Tuesday 21 November 2017

Savita unit 'strived for excellence' in year that she died

Savita Halappanavar.
Savita Halappanavar.
Eilish O'Regan

Eilish O'Regan

THE maternity unit where Savita Halappanavar died "continued to strive for excellence in delivery of our service", according to its annual report for 2012.

The midwifery report on the maternity unit in University Hospital Galway said that "quality is our goal on a daily basis".

The confident assessment came despite criticism of poor practice at the unit in a number of independent investigations into the care of Ms Halappanavar who was told she would miscarry.

She died a week later from septicaemia, in October 2012.

The clinical report from the women and children's director of University Hospital Galway and Portiuncula Hospital said staff were "positive and fearless for our mothers and babies in our maternity unit and the parents and children in our paediatric unit".

Savita's death is noted in the main body of the report, although she is not named. It said she developed signs of severe sepsis and septic shock four days after admission.

"She miscarried and was transferred to the intensive care unit. Thereafter, she developed serious multi-organ failure and died on the eighth day after admission to hospital."

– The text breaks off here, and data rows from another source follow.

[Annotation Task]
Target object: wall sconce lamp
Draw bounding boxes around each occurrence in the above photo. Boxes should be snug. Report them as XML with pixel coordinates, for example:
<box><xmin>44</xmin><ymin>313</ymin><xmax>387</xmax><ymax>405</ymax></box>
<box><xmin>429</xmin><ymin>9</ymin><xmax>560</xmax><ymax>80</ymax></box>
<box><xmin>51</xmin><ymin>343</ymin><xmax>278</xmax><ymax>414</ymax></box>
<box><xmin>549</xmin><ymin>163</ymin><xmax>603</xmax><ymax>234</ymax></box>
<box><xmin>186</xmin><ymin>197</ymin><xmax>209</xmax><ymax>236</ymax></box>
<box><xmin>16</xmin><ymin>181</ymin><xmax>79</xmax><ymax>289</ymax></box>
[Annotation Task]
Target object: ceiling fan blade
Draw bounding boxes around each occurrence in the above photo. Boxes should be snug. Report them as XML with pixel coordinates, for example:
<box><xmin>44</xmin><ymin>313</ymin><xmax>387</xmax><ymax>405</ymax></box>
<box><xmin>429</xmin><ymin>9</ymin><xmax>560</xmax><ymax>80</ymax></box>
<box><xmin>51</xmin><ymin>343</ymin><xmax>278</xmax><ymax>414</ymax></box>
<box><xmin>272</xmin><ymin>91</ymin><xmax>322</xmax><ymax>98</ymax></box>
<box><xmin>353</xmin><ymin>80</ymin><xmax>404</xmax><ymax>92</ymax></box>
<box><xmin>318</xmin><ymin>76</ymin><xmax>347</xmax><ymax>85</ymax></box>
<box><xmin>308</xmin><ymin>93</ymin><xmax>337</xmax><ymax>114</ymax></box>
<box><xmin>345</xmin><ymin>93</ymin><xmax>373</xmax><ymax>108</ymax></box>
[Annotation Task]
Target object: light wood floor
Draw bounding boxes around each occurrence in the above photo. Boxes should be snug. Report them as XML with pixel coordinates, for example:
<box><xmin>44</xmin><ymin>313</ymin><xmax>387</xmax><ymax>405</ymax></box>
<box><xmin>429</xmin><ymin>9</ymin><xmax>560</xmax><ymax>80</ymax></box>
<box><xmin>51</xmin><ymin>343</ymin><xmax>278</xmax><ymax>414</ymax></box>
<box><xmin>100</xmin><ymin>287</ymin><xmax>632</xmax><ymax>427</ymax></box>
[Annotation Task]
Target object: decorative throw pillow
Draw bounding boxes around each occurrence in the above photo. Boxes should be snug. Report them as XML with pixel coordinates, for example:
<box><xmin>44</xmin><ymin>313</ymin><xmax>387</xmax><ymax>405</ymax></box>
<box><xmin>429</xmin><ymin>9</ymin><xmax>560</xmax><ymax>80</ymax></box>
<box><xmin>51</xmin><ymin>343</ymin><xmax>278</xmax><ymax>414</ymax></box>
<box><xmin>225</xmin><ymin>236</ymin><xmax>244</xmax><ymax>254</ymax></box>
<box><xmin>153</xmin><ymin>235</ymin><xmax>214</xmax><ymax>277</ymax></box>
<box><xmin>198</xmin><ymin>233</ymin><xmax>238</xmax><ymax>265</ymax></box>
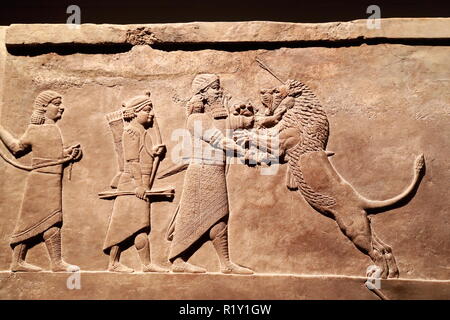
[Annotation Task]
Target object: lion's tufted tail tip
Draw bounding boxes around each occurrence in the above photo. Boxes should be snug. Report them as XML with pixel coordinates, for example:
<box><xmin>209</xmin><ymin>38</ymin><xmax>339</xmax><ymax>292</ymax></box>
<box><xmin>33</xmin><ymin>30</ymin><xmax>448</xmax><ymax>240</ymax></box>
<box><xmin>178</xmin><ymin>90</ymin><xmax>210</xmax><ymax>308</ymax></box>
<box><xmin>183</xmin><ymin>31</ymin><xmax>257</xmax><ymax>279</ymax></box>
<box><xmin>414</xmin><ymin>153</ymin><xmax>425</xmax><ymax>173</ymax></box>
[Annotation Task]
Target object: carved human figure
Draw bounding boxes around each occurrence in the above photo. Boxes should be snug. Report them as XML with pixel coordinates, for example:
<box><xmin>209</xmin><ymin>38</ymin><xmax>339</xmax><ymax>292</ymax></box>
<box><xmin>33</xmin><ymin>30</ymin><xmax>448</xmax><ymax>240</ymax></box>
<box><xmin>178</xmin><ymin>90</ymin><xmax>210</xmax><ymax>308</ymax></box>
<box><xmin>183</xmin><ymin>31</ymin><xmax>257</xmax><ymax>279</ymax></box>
<box><xmin>169</xmin><ymin>74</ymin><xmax>253</xmax><ymax>274</ymax></box>
<box><xmin>0</xmin><ymin>90</ymin><xmax>81</xmax><ymax>272</ymax></box>
<box><xmin>234</xmin><ymin>80</ymin><xmax>424</xmax><ymax>278</ymax></box>
<box><xmin>103</xmin><ymin>93</ymin><xmax>168</xmax><ymax>273</ymax></box>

Writing in the foreword to the report, Dr Geraldine Gaffney, clinical director at the Women's and Children's Directorate in October, described the death as a "devastating event".


It was "the first of its kind to have happened here for 17 years, (it) shocked both staff and the public alike.

"We extend our sympathy to the husband and family of Savita Halappanavar. I am mindful of the tremendous effect that this tragic event had upon members of staff and the public that use our service. I am grateful to those who sent us expressions of support during this difficult time."

The report noted that the unit treated another woman who had sepsis last year. Another patient had suspected meningitis or drug toxicity after delivering a baby and she went on to make a good recovery.

The report said the unit had 19 cases of serious illness among mothers during the year.